I learned lots of stuff in school. Reflecting on my experience now, so many years later, it surprises me that I did. I mean so much of the time in class I was daydreaming.

Fast forward to now: I finished watching George Saunders: On Story. My takeaway from his talk, I watched it several times, is that story is experience boxed up. Opening the story exposes someone to wonder. Being individuals we appreciate the story based on our experience. So I reflected on this a little more and connected some dots.

What if an online learning experience was more about story than facts? I'm taking HumanMOOC at the moment. I'm learning how to make online learning experiences a bit more learner friendly and engaging. The course is presented in two modalities that I don't completely understand. One is instructor directed whilst the other, I think, is learner directed. As usual in school the subject matter is chunked into lessons or modules the thought of which makes me shudder. They're artificial structures designed to make it easier for.. sorry, I'm going off on a tangent that has nothing to do with my story.

Except that it does. When a student is engaged in her learner experience hours can seem to pass in a blink.

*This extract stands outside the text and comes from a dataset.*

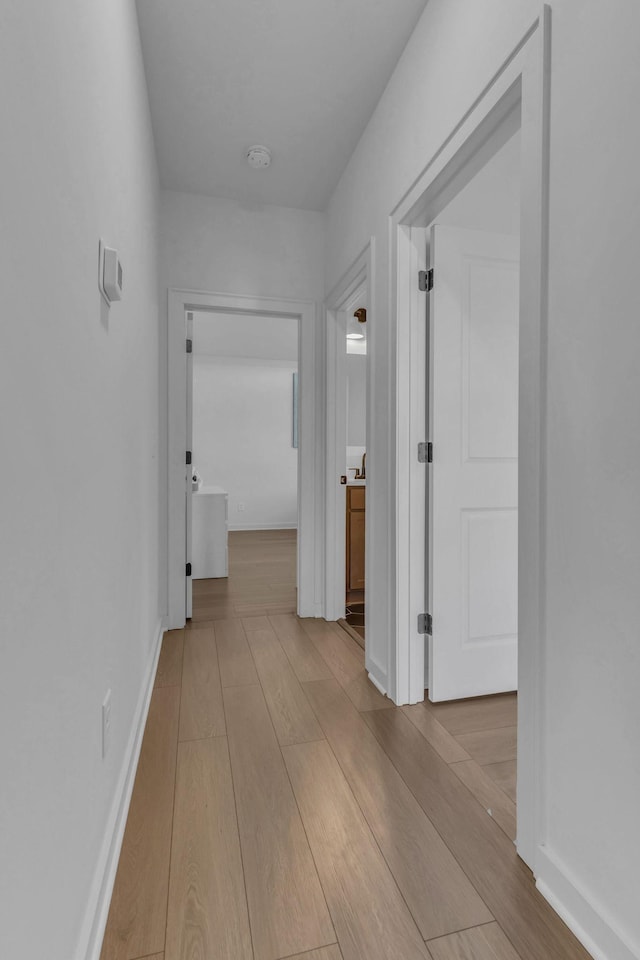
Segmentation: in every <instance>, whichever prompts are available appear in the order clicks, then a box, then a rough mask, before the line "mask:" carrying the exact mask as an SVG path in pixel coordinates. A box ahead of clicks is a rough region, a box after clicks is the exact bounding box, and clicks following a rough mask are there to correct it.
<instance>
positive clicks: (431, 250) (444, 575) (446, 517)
mask: <svg viewBox="0 0 640 960" xmlns="http://www.w3.org/2000/svg"><path fill="white" fill-rule="evenodd" d="M430 252H431V264H432V266H433V281H434V282H433V287H432V290H431V293H430V297H429V421H430V434H429V436H430V439H431V441H432V444H433V453H432V456H433V462H432V464H431V468H430V469H431V474H430V481H429V504H428V532H429V541H428V542H429V563H428V569H429V581H430V582H429V585H428V589H429V601H430V602H429V610H430V612H431V615H432V636H430V638H429V699H431V700H453V699H459V698H462V697H475V696H480V695H484V694H491V693H500V692H503V691H507V690H515V689H516V688H517V644H518V610H517V595H518V572H517V562H518V326H519V249H518V239H517V238H515V237H508V236H502V235H498V234H492V233H486V232H484V231H479V230H463V229H460V228H456V227H445V226H434V227H432V230H431V251H430Z"/></svg>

In this MOOC I'm put off by the structure of the first modality and confused by the second. The dissonance I feel makes me seek a third learning mode: rhizomatic learning. It's where I come up with a question and go in search of stuff. Sometimes I find answers. Most of the time what I find is more questions.

This is where the magic happens. Rather than poring over media the course designer and/or instructor thinks will provide learning I go on my own way. I don't believe it's serendipitous. It's purpose driven. It's my purpose that motivates me to go out and learn based on my own needs via my own resources.

EPILOGUE

My face, I'm told, flushed the deep red associated with life-threatening embarrassment as sister bent down to retrieve the watch from my pants-cuff. Geez that memory comes back so clearly despite the passing of almost 50 years. How might we leverage story to build life-lasting knowledge and skill? Might it encourage learners to open a door and, curious, go out into the night and experience it?